The Zahir has also been compared to David Foster Wallace's 1996 novel Infinite Jest by literary theorist Hernán Díaz. Díaz draws a parallel between Borges' Zahir – an object that monopolises the thoughts of whoever encounters it – and Infinite Jest's "the Entertainment", a film so compelling that viewers lose all interest in anything other than watching it. In both works, the object ultimately overwhelms its observer's capacity to direct their attention elsewhere, leading them to lose control over bodily functions and free will. Wallace briefly referenced the story in a New York Times review of a Borges biography.

==Notes==
- "The Zahir" is in many ways the opposite of "The Aleph", the subject of another Borges short story also published in the same short story collection. Whereas viewing the Aleph causes the observer to see all things, viewing the Zahir causes the observer eventually to see nothing but it.
- This is one of many Borges stories that manifests the author's obsession with tigers. (The story mentions a man afflicted by the Zahir who sees only tigers.)

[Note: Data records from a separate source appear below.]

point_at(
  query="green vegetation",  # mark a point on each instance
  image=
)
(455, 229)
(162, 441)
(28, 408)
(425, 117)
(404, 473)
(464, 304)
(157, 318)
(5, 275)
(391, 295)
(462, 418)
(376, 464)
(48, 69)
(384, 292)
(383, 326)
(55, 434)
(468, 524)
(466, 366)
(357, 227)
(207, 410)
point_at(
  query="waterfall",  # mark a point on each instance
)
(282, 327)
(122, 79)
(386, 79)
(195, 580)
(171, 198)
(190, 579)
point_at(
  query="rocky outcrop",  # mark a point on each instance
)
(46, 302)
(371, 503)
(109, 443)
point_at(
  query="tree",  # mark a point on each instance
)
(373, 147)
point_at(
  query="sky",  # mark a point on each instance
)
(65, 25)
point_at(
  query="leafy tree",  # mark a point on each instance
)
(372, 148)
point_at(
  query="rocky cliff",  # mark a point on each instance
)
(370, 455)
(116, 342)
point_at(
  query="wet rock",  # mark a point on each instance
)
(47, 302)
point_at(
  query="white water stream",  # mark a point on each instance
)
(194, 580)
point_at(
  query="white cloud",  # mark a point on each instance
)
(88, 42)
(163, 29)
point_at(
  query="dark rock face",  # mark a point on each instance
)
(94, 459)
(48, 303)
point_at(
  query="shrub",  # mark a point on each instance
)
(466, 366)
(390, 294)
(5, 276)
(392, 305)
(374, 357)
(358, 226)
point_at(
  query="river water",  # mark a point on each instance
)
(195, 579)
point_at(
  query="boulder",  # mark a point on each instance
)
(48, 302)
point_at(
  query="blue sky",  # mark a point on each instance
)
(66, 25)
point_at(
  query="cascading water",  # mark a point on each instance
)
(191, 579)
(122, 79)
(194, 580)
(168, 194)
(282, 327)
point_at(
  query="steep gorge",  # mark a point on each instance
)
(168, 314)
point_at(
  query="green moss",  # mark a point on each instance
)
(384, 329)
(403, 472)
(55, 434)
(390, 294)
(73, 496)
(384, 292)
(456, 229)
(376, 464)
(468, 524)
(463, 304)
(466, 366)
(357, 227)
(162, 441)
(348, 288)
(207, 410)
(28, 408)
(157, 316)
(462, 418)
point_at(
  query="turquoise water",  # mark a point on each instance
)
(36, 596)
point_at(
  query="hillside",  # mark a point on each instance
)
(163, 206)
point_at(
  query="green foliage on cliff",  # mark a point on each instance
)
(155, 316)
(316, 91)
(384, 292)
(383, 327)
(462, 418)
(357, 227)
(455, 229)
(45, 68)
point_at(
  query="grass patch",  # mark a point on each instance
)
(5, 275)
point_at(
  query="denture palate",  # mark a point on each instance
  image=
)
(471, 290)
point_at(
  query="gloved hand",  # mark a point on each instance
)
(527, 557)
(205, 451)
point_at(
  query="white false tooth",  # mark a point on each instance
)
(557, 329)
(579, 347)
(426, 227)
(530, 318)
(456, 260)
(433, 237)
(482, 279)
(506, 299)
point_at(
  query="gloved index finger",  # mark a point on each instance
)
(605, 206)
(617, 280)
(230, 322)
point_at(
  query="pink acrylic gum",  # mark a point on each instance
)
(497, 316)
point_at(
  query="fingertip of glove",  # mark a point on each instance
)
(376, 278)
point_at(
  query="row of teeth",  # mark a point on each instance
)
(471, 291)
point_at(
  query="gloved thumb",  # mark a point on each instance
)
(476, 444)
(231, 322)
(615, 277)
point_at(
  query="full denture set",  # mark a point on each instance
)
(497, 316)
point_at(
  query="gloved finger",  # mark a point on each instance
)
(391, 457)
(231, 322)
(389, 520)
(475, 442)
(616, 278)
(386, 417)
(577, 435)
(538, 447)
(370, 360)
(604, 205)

- Borges touches upon the concept of the Zahir in his short story "Deutsches Requiem", also published in 1949. In that story, Borges wrote: "I had come to understand many years before that there is nothing on earth that does not contain the seed of a possible Hell; a face, a word, a compass, a cigarette advertisement, are capable of driving a person mad if he is unable to forget them." Both stories also contain similar passages about a piece of art containing tigers.